Komputerowe projektowanie dzieci? To już nie science fiction. Amerykańska firma opracowała program do komputerowej selekcji genów

Czytaj więcej Subskrybuj 50% taniej
Sprawdź
fot.sxc.hu
fot.sxc.hu

Jedna z amerykańskich firm przygotowała program komputerowy, za pomocą którego przyszli rodzice będą mogli„zaprojektować” profil genetyczny dziecka - informuje "Nasz Dziennik".


Jak czytamy w gazecie - firma zajmująca się genetyką 23andMe zaproponowała swoim klientom usługę pod roboczą nazwą Kalkulator Dziedziczenia Cech Rodzinnych. Dzięki niej można ponoć ocenić, jakie cechy dziecko ma szansę przejąć po swoich rodzicach i zmniejszyć ryzyko wystąpienia chorób genetycznych. Jak informuje ND propozycja wywołała burzę w USA.


W zgodnej opinii wielu ekspertów jest to już eugenika na wyjątkowo szeroką skalę. W rzeczywistości specjalny program komputerowy ma pozwolić na „zaprojektowanie” dziecka, w tym ustalenie już nie tylko, jak będzie wyglądało fizycznie, ale także jakie cechy osobowościowe będzie posiadało

- czytamy w artykule.


Usługi te, jako nieetyczne skrytykował branżowy periodyk „Genetics in Medicine”. Na jego łamach dr Sigrid Sterckx z Uniwersytetu Gent w Belgii, a także kilku innych naukowców jasno wyraziło się, że pod pretekstem testu „śladów genetycznych” firma w rzeczywistości proponuje usługę „zamawiania dzieci na życzenie”.


To, co 23andMe nazywa jedynie kolejną metodą selekcji dawców plemników i komórki jajowej, w rzeczywistości zwiększa prawdopodobieństwo, że będzie dochodziło do produkowania dzieci, z charakterystyką genetyczną wybraną przez potencjalnych rodziców.

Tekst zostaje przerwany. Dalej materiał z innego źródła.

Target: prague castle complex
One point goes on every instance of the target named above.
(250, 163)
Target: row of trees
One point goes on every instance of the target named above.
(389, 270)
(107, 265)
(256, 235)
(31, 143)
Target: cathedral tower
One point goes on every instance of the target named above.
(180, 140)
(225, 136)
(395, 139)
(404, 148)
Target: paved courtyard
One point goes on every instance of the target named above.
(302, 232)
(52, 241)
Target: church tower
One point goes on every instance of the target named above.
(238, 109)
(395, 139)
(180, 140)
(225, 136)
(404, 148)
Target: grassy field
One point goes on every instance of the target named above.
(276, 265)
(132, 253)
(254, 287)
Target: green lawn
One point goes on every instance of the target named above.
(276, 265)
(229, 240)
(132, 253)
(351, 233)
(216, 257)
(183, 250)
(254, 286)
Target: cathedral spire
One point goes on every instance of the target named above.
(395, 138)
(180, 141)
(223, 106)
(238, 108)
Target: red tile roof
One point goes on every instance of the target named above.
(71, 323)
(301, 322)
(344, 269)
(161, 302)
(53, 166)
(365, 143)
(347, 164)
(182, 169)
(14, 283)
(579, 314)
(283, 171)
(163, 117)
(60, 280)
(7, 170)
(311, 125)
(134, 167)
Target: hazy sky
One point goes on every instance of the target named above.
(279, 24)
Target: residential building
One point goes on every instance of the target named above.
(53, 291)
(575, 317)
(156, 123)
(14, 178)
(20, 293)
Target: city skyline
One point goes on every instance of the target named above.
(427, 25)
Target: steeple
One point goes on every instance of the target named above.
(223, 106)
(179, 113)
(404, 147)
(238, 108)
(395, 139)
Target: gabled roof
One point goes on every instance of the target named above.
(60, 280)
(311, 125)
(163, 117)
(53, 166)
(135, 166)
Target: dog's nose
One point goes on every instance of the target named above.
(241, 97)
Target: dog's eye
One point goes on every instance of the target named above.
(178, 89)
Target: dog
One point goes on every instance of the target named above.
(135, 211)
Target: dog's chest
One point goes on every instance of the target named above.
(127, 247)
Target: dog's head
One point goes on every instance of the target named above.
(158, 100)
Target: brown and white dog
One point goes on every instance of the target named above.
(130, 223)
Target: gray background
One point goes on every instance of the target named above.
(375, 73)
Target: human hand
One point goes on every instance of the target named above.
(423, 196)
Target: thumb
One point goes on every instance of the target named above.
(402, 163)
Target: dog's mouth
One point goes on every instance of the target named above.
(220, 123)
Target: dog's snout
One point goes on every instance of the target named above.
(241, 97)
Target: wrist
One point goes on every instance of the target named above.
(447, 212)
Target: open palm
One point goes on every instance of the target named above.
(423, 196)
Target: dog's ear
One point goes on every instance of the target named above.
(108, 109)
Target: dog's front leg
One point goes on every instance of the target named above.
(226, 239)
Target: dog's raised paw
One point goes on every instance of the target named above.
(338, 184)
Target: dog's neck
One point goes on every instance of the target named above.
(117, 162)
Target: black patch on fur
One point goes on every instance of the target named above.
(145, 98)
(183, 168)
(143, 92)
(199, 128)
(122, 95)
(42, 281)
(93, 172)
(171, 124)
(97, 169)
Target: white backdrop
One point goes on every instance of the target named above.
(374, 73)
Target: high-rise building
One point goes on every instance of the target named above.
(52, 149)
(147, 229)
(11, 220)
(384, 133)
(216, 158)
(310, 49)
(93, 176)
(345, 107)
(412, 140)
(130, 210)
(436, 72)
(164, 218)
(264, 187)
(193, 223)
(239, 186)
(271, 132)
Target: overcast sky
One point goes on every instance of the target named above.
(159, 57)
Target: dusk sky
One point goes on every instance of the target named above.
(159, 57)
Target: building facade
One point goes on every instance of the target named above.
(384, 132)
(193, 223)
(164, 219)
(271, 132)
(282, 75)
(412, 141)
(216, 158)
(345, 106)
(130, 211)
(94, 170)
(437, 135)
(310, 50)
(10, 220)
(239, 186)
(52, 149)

Selekcja ta ma być oparta na komputerowym porównaniu danych genotypowych dawcy plemników z dawczynią komórki jajowej

– cytuje za amerykańskim magazynem "Nasz Dziennik".


Eksperci twierdzą, że firma 23nadMe swój patent przedstawiła już placówkom oferującym zapłodnienie in vitro, co oznacza całkowicie dowolne łączenie materiałów genetycznych.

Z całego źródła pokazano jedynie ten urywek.